Something new with in-ear wireless headphones is making them all day sensationless with organic-all natural endorphins. Diffiusion (drug delivery) of the endorphins, also known as opiate peptides, occurs so that just that mm of tissue they press up against is anesthetized. Body moisture or undetectable solvent (charged perfluorocarbon) at the plastic of the headphones migrates an opiate peptide into the skin.

Opiate peptides could use a name upgrade to like digested wheat mu activator. When people eat wheat, one of the products in their GI tract are opiate peptides. It is just they are far from the brain.

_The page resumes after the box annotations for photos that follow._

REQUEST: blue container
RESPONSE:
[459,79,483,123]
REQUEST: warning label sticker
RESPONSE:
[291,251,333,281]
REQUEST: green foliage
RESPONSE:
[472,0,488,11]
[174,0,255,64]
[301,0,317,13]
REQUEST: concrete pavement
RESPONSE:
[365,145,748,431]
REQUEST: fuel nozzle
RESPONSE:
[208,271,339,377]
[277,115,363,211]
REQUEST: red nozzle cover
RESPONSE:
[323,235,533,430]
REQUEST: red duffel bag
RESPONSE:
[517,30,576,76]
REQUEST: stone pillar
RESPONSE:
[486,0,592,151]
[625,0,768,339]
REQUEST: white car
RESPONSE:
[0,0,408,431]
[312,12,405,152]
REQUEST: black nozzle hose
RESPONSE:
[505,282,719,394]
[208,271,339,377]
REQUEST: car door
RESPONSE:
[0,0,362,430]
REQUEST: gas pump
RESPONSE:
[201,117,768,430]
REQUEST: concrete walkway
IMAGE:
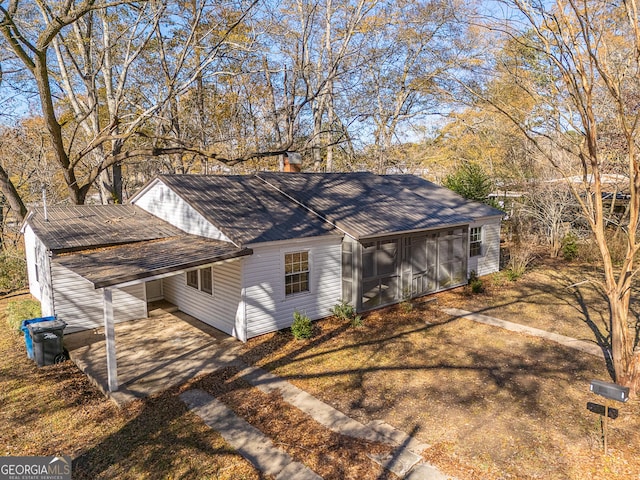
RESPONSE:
[180,390,322,480]
[442,308,604,358]
[180,362,455,480]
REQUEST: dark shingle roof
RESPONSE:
[382,175,504,219]
[159,175,335,245]
[54,234,252,288]
[27,205,184,252]
[257,172,480,238]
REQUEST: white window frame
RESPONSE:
[282,250,311,298]
[469,226,484,257]
[198,266,213,295]
[184,265,215,296]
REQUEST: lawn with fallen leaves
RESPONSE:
[0,297,265,480]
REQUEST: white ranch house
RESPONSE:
[23,172,502,389]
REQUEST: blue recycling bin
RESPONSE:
[20,317,56,360]
[27,319,67,367]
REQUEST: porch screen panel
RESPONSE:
[438,229,466,289]
[361,239,400,310]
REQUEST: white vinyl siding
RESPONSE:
[51,261,147,333]
[163,259,242,339]
[133,180,231,242]
[469,227,482,257]
[24,225,53,317]
[243,236,342,338]
[467,218,500,276]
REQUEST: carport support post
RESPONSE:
[102,288,118,392]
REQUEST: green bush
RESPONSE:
[5,299,41,332]
[291,310,313,340]
[330,300,356,320]
[562,232,578,261]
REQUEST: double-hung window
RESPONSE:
[284,251,309,295]
[187,267,213,295]
[469,227,482,257]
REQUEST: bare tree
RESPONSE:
[476,0,640,394]
[0,0,261,204]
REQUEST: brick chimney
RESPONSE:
[283,152,302,172]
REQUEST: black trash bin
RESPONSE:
[27,320,67,367]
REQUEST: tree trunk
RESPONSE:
[608,289,640,396]
[0,165,27,221]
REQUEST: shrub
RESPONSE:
[291,310,313,340]
[5,299,41,332]
[331,300,356,320]
[0,248,27,294]
[505,244,534,282]
[562,232,578,260]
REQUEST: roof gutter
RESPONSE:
[85,248,253,290]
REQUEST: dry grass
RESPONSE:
[240,258,640,479]
[0,292,264,479]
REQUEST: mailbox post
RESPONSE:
[587,380,629,455]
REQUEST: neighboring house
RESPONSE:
[23,173,502,341]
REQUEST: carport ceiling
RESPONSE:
[53,235,253,288]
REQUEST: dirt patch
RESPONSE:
[184,368,398,480]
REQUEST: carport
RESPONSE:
[65,302,239,404]
[52,234,252,392]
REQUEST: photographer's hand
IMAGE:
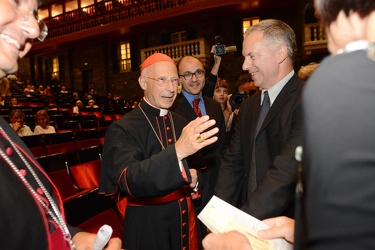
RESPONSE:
[211,45,221,76]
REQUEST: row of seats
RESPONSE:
[33,143,124,238]
[21,128,105,157]
[37,146,123,238]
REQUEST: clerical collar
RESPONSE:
[337,40,370,54]
[139,98,169,116]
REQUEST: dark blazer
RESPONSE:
[215,74,303,219]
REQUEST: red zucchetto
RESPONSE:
[141,53,175,71]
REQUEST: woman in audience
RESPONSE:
[87,99,99,108]
[34,109,56,135]
[214,78,235,139]
[73,100,83,115]
[0,0,121,247]
[9,109,34,137]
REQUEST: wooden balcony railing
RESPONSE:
[141,38,209,63]
[303,23,327,55]
[44,0,204,38]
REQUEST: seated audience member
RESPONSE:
[72,92,79,100]
[132,101,138,109]
[36,85,44,95]
[86,99,99,108]
[27,84,35,96]
[214,78,235,140]
[34,109,56,135]
[60,85,69,94]
[0,77,11,106]
[73,100,83,115]
[9,97,19,107]
[40,86,52,97]
[236,74,259,96]
[9,109,34,137]
[0,0,121,246]
[23,88,31,97]
[298,62,319,81]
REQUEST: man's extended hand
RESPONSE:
[175,115,219,161]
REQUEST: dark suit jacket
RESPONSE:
[215,74,303,219]
[295,50,375,250]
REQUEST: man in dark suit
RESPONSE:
[171,56,226,242]
[215,20,303,219]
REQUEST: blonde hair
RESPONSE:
[34,109,49,124]
[298,62,319,80]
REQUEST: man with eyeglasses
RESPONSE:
[99,53,218,250]
[171,56,226,246]
[0,0,121,250]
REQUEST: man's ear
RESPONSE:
[138,76,147,90]
[276,44,288,64]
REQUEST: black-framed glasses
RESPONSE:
[179,69,206,81]
[143,76,180,86]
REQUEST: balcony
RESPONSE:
[303,23,327,55]
[141,38,210,63]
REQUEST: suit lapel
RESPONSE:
[255,74,299,134]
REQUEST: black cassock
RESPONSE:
[100,101,198,250]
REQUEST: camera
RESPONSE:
[214,36,237,56]
[229,89,257,109]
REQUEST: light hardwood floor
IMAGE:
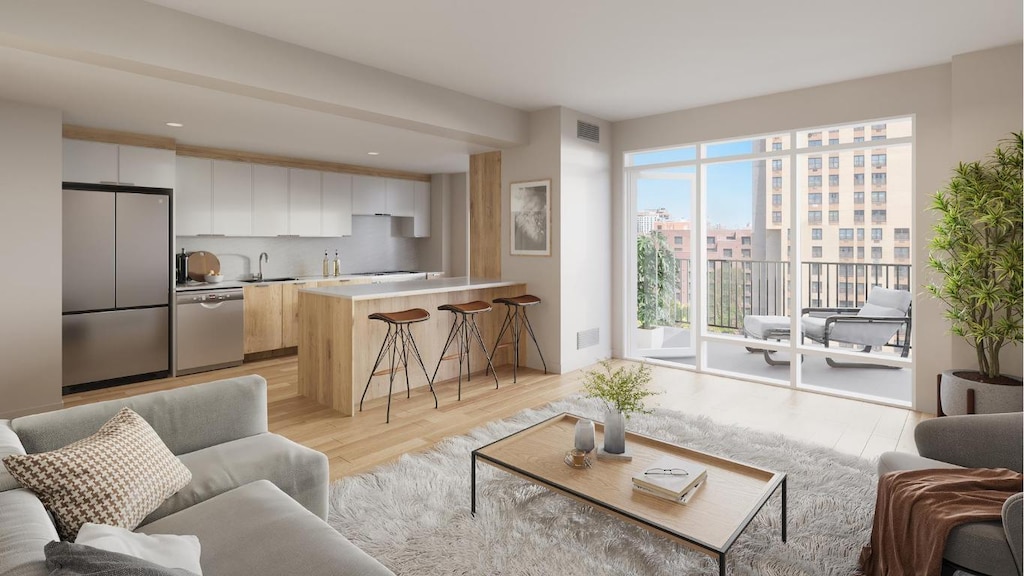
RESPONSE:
[65,356,931,479]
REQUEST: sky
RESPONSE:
[633,140,762,229]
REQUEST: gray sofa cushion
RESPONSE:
[11,375,267,455]
[0,488,57,576]
[137,481,394,576]
[44,542,196,576]
[142,433,330,524]
[0,420,25,492]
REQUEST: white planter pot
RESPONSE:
[939,370,1024,416]
[634,326,665,349]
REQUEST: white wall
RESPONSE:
[612,65,950,411]
[0,100,62,412]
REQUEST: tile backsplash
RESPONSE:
[176,216,422,280]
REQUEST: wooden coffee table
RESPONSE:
[470,414,786,576]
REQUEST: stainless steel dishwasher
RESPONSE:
[174,288,245,375]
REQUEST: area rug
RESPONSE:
[329,397,876,576]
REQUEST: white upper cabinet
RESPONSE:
[352,175,387,216]
[118,145,174,188]
[62,138,175,188]
[213,160,253,236]
[288,168,322,236]
[321,172,352,237]
[385,178,416,216]
[252,164,290,236]
[174,156,213,236]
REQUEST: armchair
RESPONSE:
[879,412,1024,576]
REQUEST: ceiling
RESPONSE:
[0,0,1024,173]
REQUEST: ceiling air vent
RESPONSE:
[577,120,601,143]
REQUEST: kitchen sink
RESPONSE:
[242,278,298,284]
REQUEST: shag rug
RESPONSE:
[329,397,876,576]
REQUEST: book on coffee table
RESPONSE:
[633,456,708,500]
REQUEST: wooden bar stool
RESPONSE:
[490,294,548,382]
[359,308,437,422]
[430,300,498,400]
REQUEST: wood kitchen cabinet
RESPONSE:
[242,283,284,354]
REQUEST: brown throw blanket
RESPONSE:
[860,468,1024,576]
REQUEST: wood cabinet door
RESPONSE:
[243,284,282,354]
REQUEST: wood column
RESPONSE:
[469,151,503,279]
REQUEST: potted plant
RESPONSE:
[583,360,656,454]
[636,231,678,349]
[928,133,1024,414]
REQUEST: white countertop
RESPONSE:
[301,277,522,300]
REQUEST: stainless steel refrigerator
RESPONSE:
[61,182,171,393]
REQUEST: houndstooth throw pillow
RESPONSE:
[3,408,191,540]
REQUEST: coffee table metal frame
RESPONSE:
[470,413,786,576]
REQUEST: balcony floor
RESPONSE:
[638,328,913,404]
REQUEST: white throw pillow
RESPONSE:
[75,523,203,576]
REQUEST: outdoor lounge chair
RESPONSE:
[801,286,911,368]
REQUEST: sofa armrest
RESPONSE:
[1002,492,1024,574]
[913,412,1024,471]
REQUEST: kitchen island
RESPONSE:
[299,278,526,416]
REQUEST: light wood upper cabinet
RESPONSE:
[213,160,253,236]
[61,138,175,188]
[252,164,291,236]
[288,168,322,236]
[385,178,416,216]
[321,172,352,237]
[242,284,285,354]
[174,156,213,236]
[352,175,388,216]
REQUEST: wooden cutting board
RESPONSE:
[188,251,220,282]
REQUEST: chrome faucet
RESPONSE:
[256,252,270,280]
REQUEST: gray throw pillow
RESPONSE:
[43,541,196,576]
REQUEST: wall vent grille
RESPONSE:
[577,120,601,143]
[577,328,601,349]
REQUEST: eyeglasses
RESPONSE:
[643,468,690,476]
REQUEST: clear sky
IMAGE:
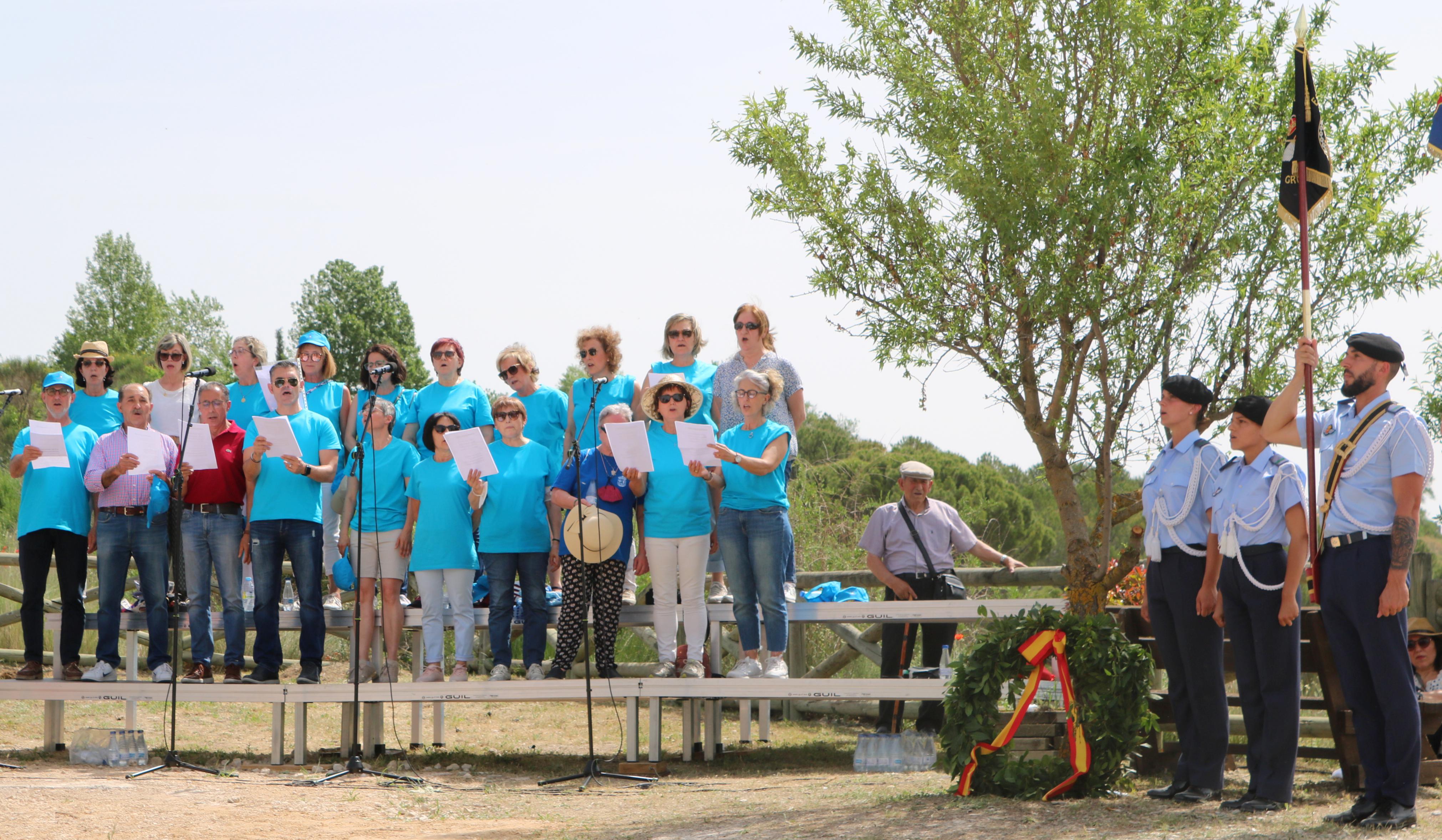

Although spurious as a therapy at doses you would get from headphones, unless you have special actual working drug delivery wear-all-day headphones: some opiate peptides increase surviving tissue after a heart attack [link], if they make the headphone comfortizing opiate out of those then it's all upside.

This being the halfbakery, there can be actual humor content: Sublingual headphone high. Yes, some people if they hear there are opiate peptides on the surface of headphones might position headphones sublingually. No, I don't think sucking on headphones with picograms (even femtograms!) of opiate peptides would do anything.

Of course, there is an exception: If a person got authentic drug delivery headphones that transmitted a full body dose of something therapeutic, then actually, sucking on them might release a whole bunch more.

All of this works for earplugs and electric earplugs as well of course.
-- beanangel, Dec 20 2020

discomfort has a function
-- pocmloc, Dec 20 2020


The headphones could literally tell you to take them out if they were rubbing your ears wrong!

Transparent to IR (can still be stylish to human vision) exterior plastic and 20 cent alibaba cam looks at headphone/person contact surface, then verifies lack of redness, and/or gooey crust. If it encountered a deeply confused user who stuck them in backwards or sideways it could say "You can turn your headphones around for even better sound!"

The cheapest bluetooth (airpod imitation) earbuds are $1.00 at alibaba. They have some for 40 cents, but I feel funny about that outlier. If airpods really are 20-50 cents each then at the developed world they are basically disposable.